The more the ANC government persists with the money-is-no-object drive to racially transform the pilot body, and at the same time, throw out the seniority system (that is accepted worldwide), and abolish the tyranny of Training Captains, the greater will be the pressure for the true story to be told of the compromises that were made in pilot proficiency standards. (I sense a book on this.)

The entire business plan for SAA is a fairy tale. It is predicated on absurd assumptions such as the airline being profitable with 61% loads, despite the cost of having to transform and to operate politically expedient, but otherwise unprofitable, routes.

All this makes the airline un-investable. Minister Pravin Gordhan wants us to believe that there is ‘white knight’ strategic equity partner waiting in the wings to bail it out, but I’ll believe it when I see it.

The SAAF

In 2020 the South African Air Force Apparatchiks tried to pretend that it was 27 years old and not 100. It also saw the retirement of its first black chief, Lt. Gen. Zakes Msimang who threw a few parting punches against stupid politicians in his farewell speech.
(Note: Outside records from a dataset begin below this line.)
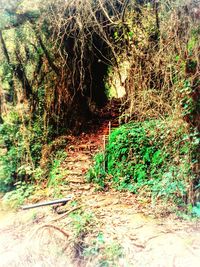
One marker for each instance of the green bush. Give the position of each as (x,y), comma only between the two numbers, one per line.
(155,156)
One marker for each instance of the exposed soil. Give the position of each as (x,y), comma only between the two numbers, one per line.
(132,232)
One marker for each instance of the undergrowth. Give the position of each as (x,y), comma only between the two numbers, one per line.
(154,158)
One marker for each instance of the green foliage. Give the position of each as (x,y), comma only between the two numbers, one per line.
(155,155)
(17,197)
(196,210)
(21,151)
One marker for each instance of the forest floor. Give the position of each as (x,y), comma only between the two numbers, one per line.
(96,228)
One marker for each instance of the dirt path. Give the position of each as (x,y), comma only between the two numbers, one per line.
(32,238)
(96,228)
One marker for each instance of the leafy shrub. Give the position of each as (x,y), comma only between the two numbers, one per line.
(154,156)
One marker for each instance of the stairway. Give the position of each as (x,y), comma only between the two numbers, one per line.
(82,149)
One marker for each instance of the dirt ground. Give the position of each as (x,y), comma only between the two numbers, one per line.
(129,237)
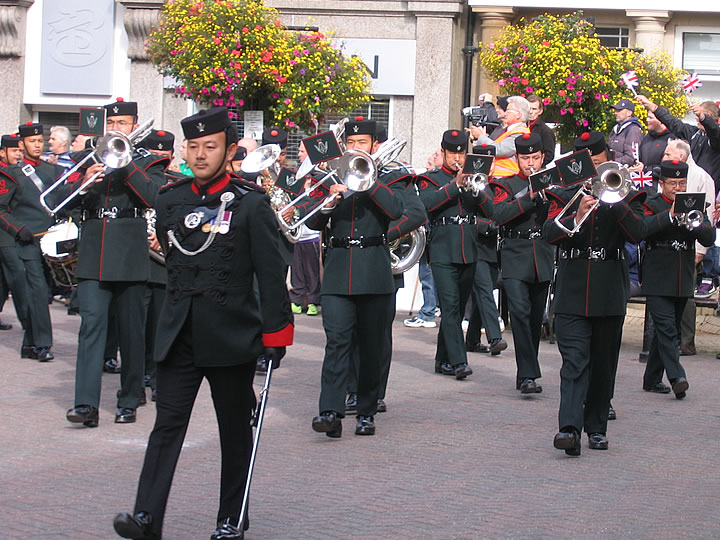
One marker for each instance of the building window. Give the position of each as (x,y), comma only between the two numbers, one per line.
(701,53)
(378,110)
(613,36)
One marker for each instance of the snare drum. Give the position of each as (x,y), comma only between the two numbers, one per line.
(59,247)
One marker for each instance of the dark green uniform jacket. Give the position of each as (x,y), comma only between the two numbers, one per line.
(115,248)
(20,198)
(451,243)
(595,283)
(524,254)
(357,269)
(215,287)
(668,265)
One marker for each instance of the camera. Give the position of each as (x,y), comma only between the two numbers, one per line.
(482,115)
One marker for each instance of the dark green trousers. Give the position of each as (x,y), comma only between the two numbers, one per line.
(666,312)
(40,327)
(453,283)
(526,304)
(362,318)
(589,347)
(95,298)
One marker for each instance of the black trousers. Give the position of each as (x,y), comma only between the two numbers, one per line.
(364,319)
(526,304)
(453,283)
(95,298)
(666,313)
(178,381)
(484,309)
(589,347)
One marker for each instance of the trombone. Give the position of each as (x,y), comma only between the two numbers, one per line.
(114,150)
(611,186)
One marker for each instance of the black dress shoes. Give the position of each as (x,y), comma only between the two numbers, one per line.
(529,386)
(445,368)
(365,425)
(328,423)
(351,403)
(478,347)
(382,407)
(125,415)
(136,526)
(86,415)
(658,388)
(41,354)
(111,365)
(597,441)
(568,441)
(612,415)
(497,345)
(679,387)
(227,530)
(462,371)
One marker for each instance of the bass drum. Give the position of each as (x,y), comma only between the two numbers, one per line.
(59,247)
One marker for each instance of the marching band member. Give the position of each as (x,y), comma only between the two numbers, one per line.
(453,248)
(217,231)
(357,291)
(526,258)
(668,276)
(23,217)
(592,288)
(113,268)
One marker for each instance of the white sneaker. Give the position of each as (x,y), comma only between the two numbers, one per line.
(417,322)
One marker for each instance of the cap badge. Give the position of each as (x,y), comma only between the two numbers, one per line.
(322,146)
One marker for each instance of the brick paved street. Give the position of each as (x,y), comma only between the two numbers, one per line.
(468,459)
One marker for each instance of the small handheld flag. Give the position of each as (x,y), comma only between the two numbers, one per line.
(630,80)
(691,83)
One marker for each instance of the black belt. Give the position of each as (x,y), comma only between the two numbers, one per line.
(530,234)
(363,241)
(600,254)
(675,245)
(114,213)
(454,220)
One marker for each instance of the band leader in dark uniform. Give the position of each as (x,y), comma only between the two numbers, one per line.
(592,288)
(526,259)
(668,277)
(217,232)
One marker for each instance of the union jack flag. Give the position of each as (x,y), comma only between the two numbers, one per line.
(642,179)
(691,83)
(630,79)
Meanwhile the SAAF continued to break its few remaining active assets, with the write-off of an irreplaceable C130 Hercules in a runway excursion in Goma.

The CAA

Pilots either hate the CAA, or just ruefully shrug their shoulders and say, “This is Africa”. Thus, some accepted that it takes 60 days to renew basic aircraft documentation. Others remember the good old days when you could get documentation done while you had a cup of coffee.
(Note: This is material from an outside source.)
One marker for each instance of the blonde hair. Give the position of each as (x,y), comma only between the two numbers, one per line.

This year, thanks to Covid-19, CAA staff were allowed to work from home. It seems that much of the work was not done, perhaps because they did not have access to a working enterprise management system, even though the CAA spent upwards of R90 million on one a few years ago. So the endless checking and double checking of signatures and box ticking was not possible, and Certificates of Registration and Authorities to Fly took months.

Nonetheless, to give the CAA it’s due, it seems to have tried its best to sort out the backlog, and as we head into the end of the year, the situation has become tolerable for most users. Meanwhile the regulator continues to get pounded in the courts, where it loses legal battle after legal battle.

SpaceX

Big happy news was achieved by SpaceX. Our Pretoria boykie, Elon Musk, really showed that he does have the right stuff in that they flew two astronauts to the space station and back in May and then a full crew in November.

SpaceX is also pushing ahead with its Starlink project to provide widespread 5G coverage to the third world. This is obviously to be welcomed, however I fear the impact of all these little satellites as future space debris.

Conclusion

So as for 2020, that was an extraordinarily bleak year.

From this low point, things can only get better. I still believe that; “This too shall pass” and, “It’s always darkest before the dawn”.